Nexstar-Tegna-Fusion droht vorübergehende Sperrung durch Bundesgericht

Ein Bundesrichter hat die geplante Übernahme des Medienunternehmens Tegna durch Nexstar vorübergehend gestoppt und damit Fragen zur Zukunft des geplanten 5,4-Milliarden-Dollar-Deals aufgeworfen.
In einer bedeutsamen Entwicklung hat ein Bundesgericht die Pläne der Nexstar Media Group, mit der Sendergruppe Tegna zu fusionieren, vorübergehend eingefroren. Der Schritt kommt überraschend, da erwartet wurde, dass der geplante 5,4-Milliarden-Dollar-Deal ohne größere Hindernisse zustande kommt.
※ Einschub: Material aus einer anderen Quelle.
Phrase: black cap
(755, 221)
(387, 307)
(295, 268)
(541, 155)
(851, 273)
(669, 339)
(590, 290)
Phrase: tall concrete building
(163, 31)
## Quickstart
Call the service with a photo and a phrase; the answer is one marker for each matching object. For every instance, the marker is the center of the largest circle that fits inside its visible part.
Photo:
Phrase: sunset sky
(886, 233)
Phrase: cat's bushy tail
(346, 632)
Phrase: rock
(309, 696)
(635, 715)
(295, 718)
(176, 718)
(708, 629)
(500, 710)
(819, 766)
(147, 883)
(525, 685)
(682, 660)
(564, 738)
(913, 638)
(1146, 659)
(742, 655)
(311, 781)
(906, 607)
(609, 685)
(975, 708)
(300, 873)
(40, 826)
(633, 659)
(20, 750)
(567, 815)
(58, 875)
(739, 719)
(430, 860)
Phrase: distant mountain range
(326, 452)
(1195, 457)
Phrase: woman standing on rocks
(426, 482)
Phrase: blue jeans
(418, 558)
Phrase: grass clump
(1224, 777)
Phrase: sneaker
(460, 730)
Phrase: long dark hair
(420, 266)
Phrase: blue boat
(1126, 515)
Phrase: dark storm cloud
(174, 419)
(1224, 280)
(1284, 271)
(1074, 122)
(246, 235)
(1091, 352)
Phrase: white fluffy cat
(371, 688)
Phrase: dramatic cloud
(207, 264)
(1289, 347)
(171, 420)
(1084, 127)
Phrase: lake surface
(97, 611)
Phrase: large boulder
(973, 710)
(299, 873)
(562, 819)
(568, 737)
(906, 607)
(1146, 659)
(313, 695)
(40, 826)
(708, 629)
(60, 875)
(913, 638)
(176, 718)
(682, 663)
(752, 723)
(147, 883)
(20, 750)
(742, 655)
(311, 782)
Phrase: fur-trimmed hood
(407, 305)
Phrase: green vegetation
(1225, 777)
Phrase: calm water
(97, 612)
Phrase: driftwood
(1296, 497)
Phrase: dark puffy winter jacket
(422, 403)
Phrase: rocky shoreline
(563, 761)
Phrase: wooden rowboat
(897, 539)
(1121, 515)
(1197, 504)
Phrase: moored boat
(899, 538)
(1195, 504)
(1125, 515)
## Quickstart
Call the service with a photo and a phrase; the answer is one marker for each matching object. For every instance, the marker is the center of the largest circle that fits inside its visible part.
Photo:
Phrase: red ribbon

Die Entscheidung des Gerichts, eine einstweilige Verfügung zu erlassen, hat die Fusion zumindest vorerst auf Eis gelegt. Diese unerwartete Wendung der Ereignisse hat Bedenken und Fragen hinsichtlich der Zukunft der geplanten Übernahme aufgeworfen, durch die einer der größten Fernsehsenderbetreiber in den Vereinigten Staaten entstanden wäre.
Die Entscheidung des Bundesrichters erfolgte als Reaktion auf eine Klage des American Economic Liberties Project, einer gemeinnützigen Organisation, die die Konsolidierung der Medien kritisiert. Die Gruppe argumentierte, dass der Zusammenschluss den Wettbewerb verringern und sich negativ auf die lokale Berichterstattung in verschiedenen Märkten auswirken würde.
Nexstar, das 199 Fernsehsender im ganzen Land betreibt, hatte bereits im September 2022 Pläne zur Übernahme von Tegna angekündigt, das 64 Fernsehsender besitzt oder betreibt. Das zusammengeschlossene Unternehmen wäre in vielen lokalen Märkten stark vertreten gewesen, was zu Bedenken hinsichtlich eines möglichen Rückgangs der verschiedenen Berichterstattungen und Standpunkte in den Nachrichten führte.
Das vorübergehende Einfrieren des Zusammenschlusses ermöglicht es dem Gericht, die möglichen Auswirkungen des Deals auf den Wettbewerb und das öffentliche Interesse weiter zu prüfen. Sowohl Nexstar als auch Tegna haben ihre Enttäuschung über die Entscheidung des Gerichts zum Ausdruck gebracht und erklärt, dass sie glauben, dass der Zusammenschluss Verbrauchern und Gemeinden Vorteile gebracht hätte.
Der Rechtsstreit wird wahrscheinlich weitergehen und es wird erwartet, dass beide Seiten in den kommenden Wochen und Monaten ihre Klage vorbringen werden. Der Ausgang dieses Falles wird weitreichende Auswirkungen auf die Medienbranche haben, da er einen Präzedenzfall dafür schaffen könnte, wie Regulierungsbehörden künftige Fusionen und Übernahmen in der Branche angehen.